JinBa1 · 2026-06-13T00:39:09Z

@claude review this PR

claude · 2026-06-13T00:39:21Z

Claude finished @JinBa1's task in 5m 37s —— View job

PR Review: `feat/engine-hardening`

Summary: Solid hardening pass — the three pillars (agent-legible errors, blocking-phase timeout, truncation metadata) are coherent and well-scoped. All 382 tests pass, the ErrorCode/QueryExecutionException plumbing is correct, and the centralized error-construction pattern (PlanContext.unknownColumn, DBCatalog.unknownTable) is a good design choice. A few issues worth addressing before merge:

Bugs / Correctness

1. LimitOperator.peekForMore() silences INTERNAL errors

peekForMore() catches all QueryExecutionException, including ErrorCode.INTERNAL (engine bugs). If a bug manifests exactly on the peek-past-the-cap tuple, the exception is swallowed and truncated = true is returned — hiding a real bug from the caller.

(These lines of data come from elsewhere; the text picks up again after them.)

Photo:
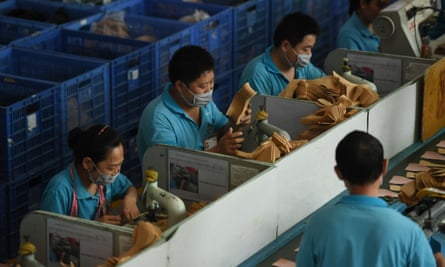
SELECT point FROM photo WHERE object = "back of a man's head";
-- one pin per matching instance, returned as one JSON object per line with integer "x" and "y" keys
{"x": 294, "y": 27}
{"x": 189, "y": 62}
{"x": 359, "y": 158}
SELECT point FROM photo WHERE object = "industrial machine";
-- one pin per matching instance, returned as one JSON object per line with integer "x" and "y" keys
{"x": 154, "y": 197}
{"x": 262, "y": 129}
{"x": 403, "y": 26}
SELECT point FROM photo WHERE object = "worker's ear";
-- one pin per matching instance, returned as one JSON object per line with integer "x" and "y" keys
{"x": 337, "y": 171}
{"x": 87, "y": 163}
{"x": 285, "y": 44}
{"x": 385, "y": 166}
{"x": 179, "y": 84}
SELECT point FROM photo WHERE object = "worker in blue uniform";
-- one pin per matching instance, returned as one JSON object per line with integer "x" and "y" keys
{"x": 288, "y": 58}
{"x": 185, "y": 115}
{"x": 86, "y": 187}
{"x": 357, "y": 32}
{"x": 360, "y": 229}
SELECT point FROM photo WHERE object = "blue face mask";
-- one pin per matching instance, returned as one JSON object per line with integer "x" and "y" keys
{"x": 302, "y": 59}
{"x": 198, "y": 100}
{"x": 103, "y": 178}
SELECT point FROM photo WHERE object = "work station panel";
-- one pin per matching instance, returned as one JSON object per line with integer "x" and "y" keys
{"x": 59, "y": 238}
{"x": 387, "y": 71}
{"x": 395, "y": 119}
{"x": 306, "y": 179}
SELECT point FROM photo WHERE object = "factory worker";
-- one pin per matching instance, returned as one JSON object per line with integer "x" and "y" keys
{"x": 357, "y": 32}
{"x": 289, "y": 58}
{"x": 360, "y": 229}
{"x": 184, "y": 115}
{"x": 86, "y": 187}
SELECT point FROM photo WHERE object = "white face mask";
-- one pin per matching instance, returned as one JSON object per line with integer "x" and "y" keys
{"x": 198, "y": 100}
{"x": 103, "y": 178}
{"x": 302, "y": 59}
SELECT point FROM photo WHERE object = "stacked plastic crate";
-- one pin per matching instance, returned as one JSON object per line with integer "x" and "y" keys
{"x": 14, "y": 29}
{"x": 330, "y": 15}
{"x": 28, "y": 150}
{"x": 34, "y": 126}
{"x": 250, "y": 34}
{"x": 133, "y": 83}
{"x": 210, "y": 27}
{"x": 42, "y": 11}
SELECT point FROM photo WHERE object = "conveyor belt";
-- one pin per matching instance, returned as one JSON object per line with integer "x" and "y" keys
{"x": 284, "y": 246}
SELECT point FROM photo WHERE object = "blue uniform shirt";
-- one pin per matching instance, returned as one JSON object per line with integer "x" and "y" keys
{"x": 265, "y": 77}
{"x": 355, "y": 35}
{"x": 164, "y": 122}
{"x": 363, "y": 231}
{"x": 58, "y": 194}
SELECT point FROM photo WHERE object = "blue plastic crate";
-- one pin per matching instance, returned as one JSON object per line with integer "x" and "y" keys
{"x": 23, "y": 197}
{"x": 131, "y": 68}
{"x": 337, "y": 22}
{"x": 13, "y": 29}
{"x": 4, "y": 231}
{"x": 224, "y": 91}
{"x": 29, "y": 127}
{"x": 98, "y": 6}
{"x": 278, "y": 10}
{"x": 171, "y": 9}
{"x": 138, "y": 26}
{"x": 319, "y": 10}
{"x": 250, "y": 29}
{"x": 216, "y": 35}
{"x": 324, "y": 44}
{"x": 84, "y": 85}
{"x": 49, "y": 12}
{"x": 339, "y": 7}
{"x": 164, "y": 50}
{"x": 132, "y": 166}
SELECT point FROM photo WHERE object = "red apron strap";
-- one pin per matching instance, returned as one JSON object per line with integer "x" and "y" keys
{"x": 74, "y": 205}
{"x": 102, "y": 203}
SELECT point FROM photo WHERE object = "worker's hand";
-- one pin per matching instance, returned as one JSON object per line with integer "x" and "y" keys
{"x": 229, "y": 142}
{"x": 129, "y": 208}
{"x": 111, "y": 219}
{"x": 246, "y": 118}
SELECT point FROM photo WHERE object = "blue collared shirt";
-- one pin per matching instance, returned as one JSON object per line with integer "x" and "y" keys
{"x": 164, "y": 122}
{"x": 58, "y": 194}
{"x": 265, "y": 77}
{"x": 355, "y": 35}
{"x": 363, "y": 231}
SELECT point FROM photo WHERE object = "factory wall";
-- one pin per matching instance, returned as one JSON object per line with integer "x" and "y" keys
{"x": 57, "y": 74}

// LimitOperator.java ~L60
} catch (QueryExecutionException e) {
    // INTERNAL errors are silently swallowed here
    truncated = true;
}

The comment correctly describes the intent for DATA_ERROR/BUDGET_EXCEEDED, but catching INTERNAL goes too far. Consider rethrowing internal errors:

} catch (QueryExecutionException e) {
    if (e.code() == ErrorCode.INTERNAL) throw e;
    truncated = true;
}

Fix this →

Design Issues

2. QueryResult factory methods are package-private

QueryResult.complete() and QueryResult.truncated() have no visibility modifier (package-private). The REST gateway mentioned in the PR description will live in a different package and won't be able to call these. Should be public static.

// QueryResult.java L15
static QueryResult complete(long rows) {       // should be public static
static QueryResult truncated(long rows) {      // should be public static

Fix this →

3. run() discards execute()'s return value

BlazeDB.java line 83 calls execute(rootOp, args[2]) as a void statement, silently discarding the QueryResult. Truncation metadata is already printed inside execute(), so CLI users still see it — but any future programmatic wrapper that calls run() gets no structured result back. At minimum, consider returning QueryResult from run() rather than just an int exit code.

Minor Issues

4. Implicit long overflow in checkDeadline()

// QueryBudget.java ~L65
deadlineNanos = System.nanoTime() + timeoutMs * 1_000_000;

timeoutMs is Long; the multiplication unboxes to long * int. For values above ~9.2 × 10¹² ms (impractical, but a maintenance trap), this overflows silently. Use 1_000_000L to make the arithmetic explicit:

deadlineNanos = System.nanoTime() + timeoutMs * 1_000_000L;

5. ExpressionPreprocessor error message format diverges from PlanContext.unknownColumn()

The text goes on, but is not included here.